Apesar disso, compartilhavam muitas características físicas e comportamentais, como o uso de ferramentas, domínio do fogo e possíveis práticas simbólicas. Essa proximidade genética e cultural demonstra que eles não eram inferiores, apenas seguiram um caminho evolutivo diferente.
As mudanças climáticas da Era do Gelo tiveram efeitos profundos sobre os Neandertais. Em períodos de frio intenso, vastas regiões tornaram-se inabitáveis, reduzindo drasticamente seus territórios.
Com menos recursos disponíveis, populações inteiras foram forçadas a migrar ou se concentrar em áreas mais restritas, como o sudoeste da Europa. Essa pressão ambiental constante dificultava a sobrevivência e limitava o crescimento populacional.
O DNA revela uma história oculta
O avanço da Genética permitiu que cientistas analisassem o ADN mitocondrial de fósseis neandertais, revelando detalhes surpreendentes sobre sua história. Esses estudos funcionam como uma “linha do tempo biológica”, mostrando como as populações mudaram ao longo dos milhares de anos.
Através dessas análises, foi possível identificar padrões de migração, isolamento e até eventos de quase extinção que não seriam visíveis apenas por vestígios arqueológicos.
Uma das descobertas mais intrigantes é a evidência de uma substituição populacional relativamente recente na história dos Neandertais. Por volta de 60 mil anos atrás, uma nova linhagem genética passou a dominar, enquanto linhagens mais antigas desapareceram.
Esse fenômeno sugere que houve uma reorganização da população, possivelmente causada por mudanças ambientais ou migrações internas.
Expansão com pouca variabilidade
Com o aquecimento do clima, os Neandertais voltaram a se expandir por diferentes regiões da Europa e da Ásia. No entanto, essa expansão ocorreu com uma limitação importante: a baixa diversidade genética.
Mesmo vivendo em áreas distantes entre si, os grupos apresentavam ADN muito semelhante, o que indica que descendiam de um número reduzido de ancestrais recentes.
Isolamento e vulnerabilidade
A estrutura social dos Neandertais, baseada em pequenos grupos isolados, contribuiu para sua fragilidade genética. A pouca interação entre diferentes grupos reduzia a troca de material genético, aumentando o risco de problemas hereditários.

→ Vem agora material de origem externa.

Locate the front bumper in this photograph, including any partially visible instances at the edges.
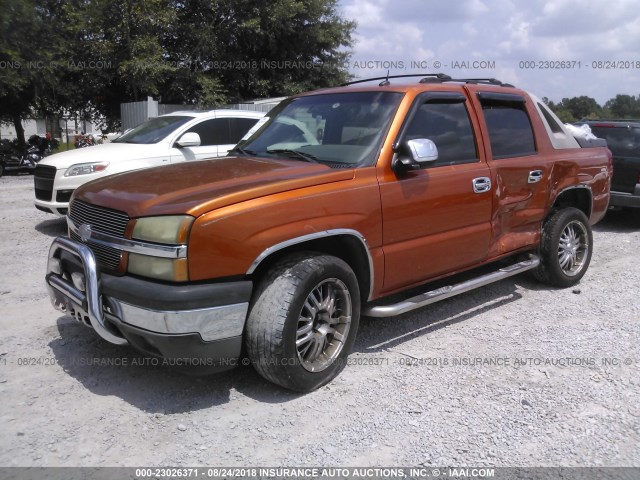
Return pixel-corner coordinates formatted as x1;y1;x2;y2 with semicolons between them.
46;237;252;371
609;187;640;208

Durante milhares de anos, os Neandertais dividiram espaço com o Homo sapiens. Evidências científicas mostram que essas duas espécies não apenas coexistiram, mas também interagiram de forma direta, incluindo cruzamentos.
Hoje, uma parcela significativa da população humana carrega pequenas porcentagens de DNA neandertal, especialmente fora da África, o que comprova essa convivência.
O desaparecimento
O fim dos Neandertais, há cerca de 40 mil anos, não aconteceu de forma súbita. Foi um processo gradual, resultado da combinação de diversos fatores: mudanças climáticas, redução populacional, baixa diversidade genética e possível competição com humanos modernos por recursos.
Cada um desses elementos contribuiu para enfraquecer a espécie ao longo do tempo.
Novas descobertas científicas
Pesquisas recentes, como as publicadas na PNAS, continuam a revelar novas pistas sobre a trajetória dos Neandertais. Estudos liderados por especialistas como Cosimo Posth ajudam a entender melhor como eventos genéticos e ambientais moldaram o destino dessa espécie.
A ciência, nesse campo, está em constante evolução.